New Study Paves Way for Treating Second Eye in Gene Therapy Clinical Trial

All 12 participants in the gene therapy clinical trial for Leber congenital amaurosis (LCA) at the Children’s Hospital of Philadelphia (CHOP) have been so delighted with the vision restoration from treatment to one eye, they have been anxiously awaiting the go-ahead to have their second eye treated. Thanks to results from a Foundation-funded lab study in large animals, that will likely happen soon.

Drs. Al Maguire, Katherine High, and Jean Bennett, lead investigators on the CHOP trial team, recently conducted a large animal study confirming that treatment of a second eye with gene therapy is both safe and effective. The research team noted that the immune response in the second eye — one of the key outcomes to be monitored and analyzed — was minimal. Results of the study are being presented to the FDA to gain final approval for the potential treatment of the second eye in CHOP clinical trial participants.
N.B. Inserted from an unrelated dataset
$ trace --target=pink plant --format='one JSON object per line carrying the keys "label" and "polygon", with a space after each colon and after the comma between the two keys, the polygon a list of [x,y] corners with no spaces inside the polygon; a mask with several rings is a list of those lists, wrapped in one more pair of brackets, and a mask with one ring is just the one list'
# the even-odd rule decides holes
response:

Dr. Bennett notes, “Each one of our clinical trial subjects has asked if their second (previously best-seeing) eye can be treated with gene therapy as their initially treated eye is now their best-seeing eye. The results from our animal study show that administration to the second eye is safe and can result in efficacy that is stable. So far, what we have seen in large animals has been predictive in humans.”

“This is great news,” says Dr. Stephen Rose, chief research officer, Foundation Fighting Blindness. “Safety in human studies is paramount. For this clinical trial, we needed to confirm that there was no detrimental immune response with a second treatment.”

Thanks to this study’s results which provide a better understanding of the therapy’s immunological effects, people who were initially excluded from the original trial due to an immune response to the treatment may be eligible to participate. The study revealed that the immune response did not affect the health of the eye nor did it impact the effectiveness of the treatment.

Results of the study were published in the March 3, 2010 online version of the journal Science Translational Medicine.

The first person in the CHOP gene therapy clinical trial was treated in October 2007. All 12 participants in the CHOP study have demonstrated significant and stable vision restoration. The youngest participant is now nine-years old and was able to put away his white cane after treatment.